56 In relation to the comparable sales used, it is clear that the valuer made adjustments and his evidence confirmed this. He was not shaken in cross-examination and his Honour accepted the evidence.
57 In utilising the two comparable sales, there was no evidence to suggest that they were not comparable or that there was any error in measuring their degree of comparability.
58 This case is a far cry from McCathie where five properties were averaged. As compared to the present case it is easy to see the vice of the averaging referred to by Williams J at page 15.
59 I am unable to see how the expert failed to follow the usual valuation principles in the State. In this regard, I accept the submission on behalf of the first respondent that there is no valuation principle or doctrine of economic feasibility. No issue is taken that the valuer could not conclude that the highest and best use of the land was as he found. Once that is accepted, the valuer is not obliged to work out precisely what could be constructed on the land and proceed to viability studies and the like.
60 As to the submission concerning the sufficiency of reasons of the valuer, I can see no error in his Honour's approach. In my opinion, the valuer's reasons were quite sufficient for the purposes for which they were required by the lease.
61 The reasons the valuer gave were sufficient to enable the parties to see whether clause 1(d) had been complied with in the valuation exercise. Detailed reasons, such as to be provided by a judicial officer or arbitrator, are not required. This valuer was appointed to act as an expert and not as an arbitrator. Gillard J discussed the standard of reasons usually required of a valuer in The Commonwealth v Wawbe Pty Limited (Unreported, Supreme Court of Victoria, 25 September 1998). I agree with his Honour's observations. The form of the particular clause in this lease requiring 'sufficient reasons' does not detract from the force of what Gillard J said.

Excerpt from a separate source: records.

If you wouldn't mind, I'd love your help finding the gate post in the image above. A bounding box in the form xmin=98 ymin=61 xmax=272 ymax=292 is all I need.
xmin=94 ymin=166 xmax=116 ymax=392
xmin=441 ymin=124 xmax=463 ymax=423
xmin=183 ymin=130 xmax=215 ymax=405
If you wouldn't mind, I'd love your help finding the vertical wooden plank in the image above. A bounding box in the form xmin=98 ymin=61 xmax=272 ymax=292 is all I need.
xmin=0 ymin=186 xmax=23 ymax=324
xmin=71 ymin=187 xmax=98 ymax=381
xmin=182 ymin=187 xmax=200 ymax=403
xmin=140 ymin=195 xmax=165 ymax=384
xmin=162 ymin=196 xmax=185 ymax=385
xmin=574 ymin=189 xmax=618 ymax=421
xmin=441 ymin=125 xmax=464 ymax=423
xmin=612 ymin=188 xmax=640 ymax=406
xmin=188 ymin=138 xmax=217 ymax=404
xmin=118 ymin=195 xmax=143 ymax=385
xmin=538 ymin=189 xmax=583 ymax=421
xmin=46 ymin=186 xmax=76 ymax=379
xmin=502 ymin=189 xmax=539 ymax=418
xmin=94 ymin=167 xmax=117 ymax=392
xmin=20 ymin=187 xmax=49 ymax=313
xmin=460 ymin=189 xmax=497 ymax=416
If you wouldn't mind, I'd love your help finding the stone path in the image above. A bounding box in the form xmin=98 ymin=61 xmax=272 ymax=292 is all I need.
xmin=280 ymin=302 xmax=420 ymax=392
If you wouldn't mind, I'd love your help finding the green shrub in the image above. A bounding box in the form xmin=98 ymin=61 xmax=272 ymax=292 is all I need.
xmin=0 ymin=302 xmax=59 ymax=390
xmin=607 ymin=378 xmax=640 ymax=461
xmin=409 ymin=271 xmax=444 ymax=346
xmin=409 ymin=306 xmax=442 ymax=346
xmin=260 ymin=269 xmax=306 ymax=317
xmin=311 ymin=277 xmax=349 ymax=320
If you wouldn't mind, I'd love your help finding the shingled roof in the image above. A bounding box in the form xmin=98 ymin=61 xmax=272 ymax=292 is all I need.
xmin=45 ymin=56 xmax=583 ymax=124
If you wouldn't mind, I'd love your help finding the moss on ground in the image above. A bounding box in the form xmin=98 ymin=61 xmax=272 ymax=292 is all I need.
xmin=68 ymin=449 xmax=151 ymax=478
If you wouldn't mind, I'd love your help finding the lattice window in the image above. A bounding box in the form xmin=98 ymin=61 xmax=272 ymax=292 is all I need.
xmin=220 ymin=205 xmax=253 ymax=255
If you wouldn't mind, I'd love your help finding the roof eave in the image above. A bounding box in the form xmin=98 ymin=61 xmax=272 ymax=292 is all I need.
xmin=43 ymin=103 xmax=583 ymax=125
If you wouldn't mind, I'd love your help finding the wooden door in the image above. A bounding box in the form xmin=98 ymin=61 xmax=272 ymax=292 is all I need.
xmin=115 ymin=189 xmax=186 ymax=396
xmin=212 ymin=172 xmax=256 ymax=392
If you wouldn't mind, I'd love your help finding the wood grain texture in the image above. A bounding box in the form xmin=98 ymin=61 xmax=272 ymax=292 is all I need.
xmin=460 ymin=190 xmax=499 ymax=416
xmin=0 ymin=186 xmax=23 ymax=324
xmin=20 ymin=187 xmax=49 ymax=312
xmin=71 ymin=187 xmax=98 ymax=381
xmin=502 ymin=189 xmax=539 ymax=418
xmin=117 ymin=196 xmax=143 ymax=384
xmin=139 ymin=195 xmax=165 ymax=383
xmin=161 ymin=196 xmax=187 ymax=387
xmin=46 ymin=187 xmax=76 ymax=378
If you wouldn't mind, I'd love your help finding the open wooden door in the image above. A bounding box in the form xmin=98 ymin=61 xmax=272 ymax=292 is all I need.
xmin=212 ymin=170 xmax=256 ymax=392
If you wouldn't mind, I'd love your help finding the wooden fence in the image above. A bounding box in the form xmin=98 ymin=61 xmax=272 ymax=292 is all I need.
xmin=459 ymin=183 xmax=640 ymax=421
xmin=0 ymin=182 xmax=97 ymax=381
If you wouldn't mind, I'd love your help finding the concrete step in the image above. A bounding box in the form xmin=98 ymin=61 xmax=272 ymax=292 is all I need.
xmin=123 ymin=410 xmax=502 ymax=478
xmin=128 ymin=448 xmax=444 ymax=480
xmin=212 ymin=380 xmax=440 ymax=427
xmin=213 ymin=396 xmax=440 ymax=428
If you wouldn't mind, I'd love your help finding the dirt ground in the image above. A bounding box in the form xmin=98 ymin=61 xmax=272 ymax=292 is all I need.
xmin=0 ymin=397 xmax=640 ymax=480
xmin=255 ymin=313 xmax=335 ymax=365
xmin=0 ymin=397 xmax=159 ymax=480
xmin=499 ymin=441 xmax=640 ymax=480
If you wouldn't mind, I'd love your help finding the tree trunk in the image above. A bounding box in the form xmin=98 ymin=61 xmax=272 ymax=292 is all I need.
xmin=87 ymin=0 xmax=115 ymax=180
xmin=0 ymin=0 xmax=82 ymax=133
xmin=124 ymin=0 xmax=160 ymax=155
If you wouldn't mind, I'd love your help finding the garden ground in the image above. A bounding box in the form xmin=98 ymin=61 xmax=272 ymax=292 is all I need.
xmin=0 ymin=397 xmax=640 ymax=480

62 In any event, even a judge does not have to detail every factor seen as relevant or irrelevant or itemise every fact taken into account. Judicial reasons are not required to be elaborate. Rather they need to be such as indicate to the parties why and on what basis the decision was made. Step by step reasons to a conclusion are not required.
63 In my view, Mr Norris gave sufficient reasons to satisfy the requirement of the lease.
64 Accordingly it is unnecessary to deal with the contention of the first respondent.